In addition to our finding that dependency-detection may be facilitated by Gestalt principles of perception, we also found evidence that the domain where these Gestalt principles could apply is the linguistic prosodic domain. Two important aspects of our findings support the conclusion that it is at the level of prosody that elements are grouped together based on similarity. Firstly, in Experiment 2, a significant interaction was found between Pause Version and Acoustic Condition, suggesting that it was not only the acoustic properties of the dependent elements that affected learning, but also the way in which these elements were integrated into the prosodic contour of the strings. Participants performed better where the inter-word pauses matched the prosodic status of the dependent elements (short, 100 ms pauses for functional-like nonce words—resembling prosodic clitics—and longer, 250 ms pauses for prosodically marked—emphasized—nonce words), suggesting that properly marking the prosodic status of elements was crucial to the learning mechanism.

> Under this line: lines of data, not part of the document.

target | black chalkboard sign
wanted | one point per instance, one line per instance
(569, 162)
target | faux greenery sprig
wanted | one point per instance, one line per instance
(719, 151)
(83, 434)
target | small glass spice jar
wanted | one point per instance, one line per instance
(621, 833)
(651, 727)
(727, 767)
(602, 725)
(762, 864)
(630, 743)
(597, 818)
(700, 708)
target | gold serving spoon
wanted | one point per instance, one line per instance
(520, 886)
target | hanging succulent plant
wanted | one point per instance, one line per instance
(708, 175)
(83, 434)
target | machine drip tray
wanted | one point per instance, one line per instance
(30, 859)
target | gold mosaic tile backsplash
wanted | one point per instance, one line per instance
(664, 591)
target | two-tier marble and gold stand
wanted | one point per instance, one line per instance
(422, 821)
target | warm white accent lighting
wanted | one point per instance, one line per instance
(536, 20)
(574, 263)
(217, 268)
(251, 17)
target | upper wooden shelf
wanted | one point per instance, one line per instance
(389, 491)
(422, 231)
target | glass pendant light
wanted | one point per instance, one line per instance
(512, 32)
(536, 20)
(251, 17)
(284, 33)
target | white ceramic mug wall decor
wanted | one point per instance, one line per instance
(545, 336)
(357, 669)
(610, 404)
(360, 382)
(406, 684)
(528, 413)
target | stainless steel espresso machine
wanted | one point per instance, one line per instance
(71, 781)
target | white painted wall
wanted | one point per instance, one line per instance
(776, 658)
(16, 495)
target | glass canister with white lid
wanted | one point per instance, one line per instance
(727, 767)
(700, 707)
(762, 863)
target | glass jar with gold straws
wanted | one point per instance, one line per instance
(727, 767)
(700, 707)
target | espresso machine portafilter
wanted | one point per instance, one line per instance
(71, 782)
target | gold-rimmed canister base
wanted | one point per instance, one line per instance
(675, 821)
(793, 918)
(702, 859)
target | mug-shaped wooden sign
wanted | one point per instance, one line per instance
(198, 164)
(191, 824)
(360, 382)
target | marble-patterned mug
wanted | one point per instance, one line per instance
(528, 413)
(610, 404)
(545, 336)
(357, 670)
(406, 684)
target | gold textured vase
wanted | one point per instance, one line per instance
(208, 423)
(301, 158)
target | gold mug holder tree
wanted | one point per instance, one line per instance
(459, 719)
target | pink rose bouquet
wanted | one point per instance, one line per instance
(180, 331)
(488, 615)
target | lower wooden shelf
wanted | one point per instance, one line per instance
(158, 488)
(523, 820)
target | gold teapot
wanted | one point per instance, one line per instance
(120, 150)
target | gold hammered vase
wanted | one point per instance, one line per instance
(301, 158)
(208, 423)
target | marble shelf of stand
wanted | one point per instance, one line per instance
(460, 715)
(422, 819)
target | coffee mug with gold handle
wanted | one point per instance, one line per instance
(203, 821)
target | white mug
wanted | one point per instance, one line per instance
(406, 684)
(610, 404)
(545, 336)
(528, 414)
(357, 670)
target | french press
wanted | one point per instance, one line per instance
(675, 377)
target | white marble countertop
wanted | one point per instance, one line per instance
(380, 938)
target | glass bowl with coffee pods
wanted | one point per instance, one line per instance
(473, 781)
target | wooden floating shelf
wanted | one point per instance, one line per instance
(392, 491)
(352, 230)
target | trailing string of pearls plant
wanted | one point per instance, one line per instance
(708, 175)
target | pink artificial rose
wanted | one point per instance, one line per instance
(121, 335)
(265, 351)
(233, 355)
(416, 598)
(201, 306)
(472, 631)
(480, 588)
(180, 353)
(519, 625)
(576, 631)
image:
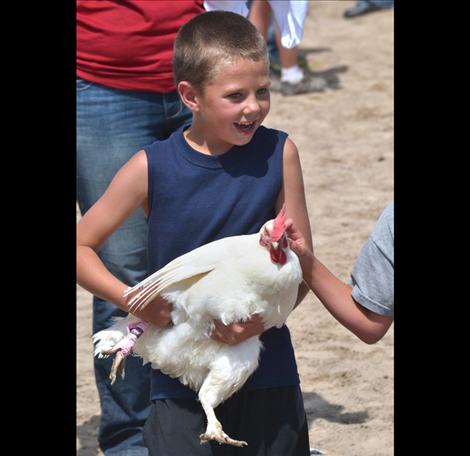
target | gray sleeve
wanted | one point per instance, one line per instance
(372, 277)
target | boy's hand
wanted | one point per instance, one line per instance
(235, 333)
(297, 242)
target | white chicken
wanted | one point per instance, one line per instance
(228, 280)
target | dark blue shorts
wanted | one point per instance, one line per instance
(272, 421)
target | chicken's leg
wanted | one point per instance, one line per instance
(123, 348)
(214, 429)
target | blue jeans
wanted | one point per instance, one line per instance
(112, 125)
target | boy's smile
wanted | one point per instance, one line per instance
(231, 107)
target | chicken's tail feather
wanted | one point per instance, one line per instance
(153, 285)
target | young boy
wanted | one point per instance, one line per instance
(224, 175)
(366, 305)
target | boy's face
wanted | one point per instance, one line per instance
(235, 103)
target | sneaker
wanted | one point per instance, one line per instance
(307, 84)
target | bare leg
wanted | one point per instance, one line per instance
(209, 395)
(260, 16)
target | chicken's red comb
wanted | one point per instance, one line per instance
(278, 227)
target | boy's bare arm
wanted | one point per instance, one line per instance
(293, 194)
(127, 192)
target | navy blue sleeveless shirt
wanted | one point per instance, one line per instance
(195, 199)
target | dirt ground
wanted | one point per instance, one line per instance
(345, 141)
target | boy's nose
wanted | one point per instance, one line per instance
(252, 107)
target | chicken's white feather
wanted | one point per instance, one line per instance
(229, 280)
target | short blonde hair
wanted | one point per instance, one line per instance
(211, 39)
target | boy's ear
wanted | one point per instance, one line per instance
(189, 95)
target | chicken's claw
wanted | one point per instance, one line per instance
(221, 437)
(117, 367)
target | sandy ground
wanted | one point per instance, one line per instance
(345, 140)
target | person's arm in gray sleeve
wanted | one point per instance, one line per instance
(372, 278)
(337, 296)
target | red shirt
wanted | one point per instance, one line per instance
(129, 44)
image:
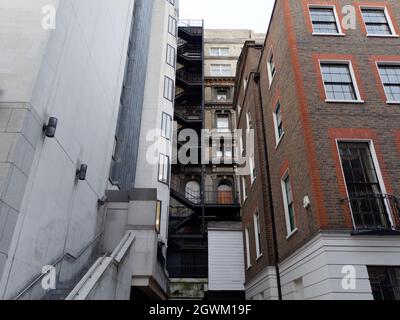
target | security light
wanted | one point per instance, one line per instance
(81, 172)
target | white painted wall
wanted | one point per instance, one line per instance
(79, 82)
(225, 260)
(153, 106)
(318, 267)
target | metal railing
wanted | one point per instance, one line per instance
(374, 212)
(191, 51)
(33, 285)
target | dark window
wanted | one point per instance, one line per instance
(222, 94)
(289, 203)
(169, 88)
(272, 67)
(365, 195)
(279, 123)
(324, 20)
(385, 283)
(172, 26)
(338, 82)
(390, 75)
(163, 169)
(376, 22)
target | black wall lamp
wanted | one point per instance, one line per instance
(50, 128)
(81, 172)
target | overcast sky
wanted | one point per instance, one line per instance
(229, 14)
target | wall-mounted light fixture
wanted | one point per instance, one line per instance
(50, 128)
(81, 172)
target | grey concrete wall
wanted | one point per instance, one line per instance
(74, 73)
(123, 170)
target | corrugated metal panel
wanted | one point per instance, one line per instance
(225, 260)
(130, 113)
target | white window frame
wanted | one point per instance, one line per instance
(252, 169)
(171, 56)
(223, 118)
(289, 231)
(278, 138)
(387, 63)
(271, 76)
(248, 253)
(388, 19)
(338, 24)
(220, 52)
(377, 168)
(244, 189)
(172, 25)
(169, 88)
(164, 175)
(257, 234)
(353, 78)
(166, 125)
(248, 122)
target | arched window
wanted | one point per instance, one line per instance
(225, 193)
(192, 191)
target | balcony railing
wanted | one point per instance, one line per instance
(375, 212)
(189, 112)
(192, 77)
(211, 195)
(191, 51)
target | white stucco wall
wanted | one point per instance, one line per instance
(314, 272)
(79, 82)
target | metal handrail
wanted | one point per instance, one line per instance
(57, 262)
(211, 195)
(383, 206)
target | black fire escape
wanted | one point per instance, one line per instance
(187, 245)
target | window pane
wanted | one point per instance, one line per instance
(166, 126)
(376, 22)
(171, 55)
(223, 123)
(390, 75)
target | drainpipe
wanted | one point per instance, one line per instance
(269, 186)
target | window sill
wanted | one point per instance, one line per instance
(345, 101)
(279, 141)
(271, 81)
(329, 34)
(292, 234)
(382, 35)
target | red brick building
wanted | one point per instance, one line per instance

Secondly, participants’ success in acquiring dependencies in the New Functional Condition with 100 ms pauses is interesting in itself. In Experiment 2 the a / b elements were recorded to fit into a natural phrasal prosodic contour. However, because they were no longer recorded in precisely the same slot in their carrier sentences, their acoustic properties now differed. While a elements had a rising pitch contour, b elements had a falling one; furthermore, because b elements were now phrase-final, they were subject to final lengthening, meaning the duration of b elements was longer than that of a elements, as can be observed in Table 4. If a_b dependencies in this experiment were detected based on the acoustic similarity of a / b, then the difference in duration and pitch contour between \(a/\hbox {b}\) in the New Functional 100 ms Condition should not have facilitated the detection of the dependencies. Instead, learners seem to have abstracted away from the acoustic differences between the a and b classes and categorized them both as prosodic clitics, with different positions in a larger (phrasal) prosodic unit.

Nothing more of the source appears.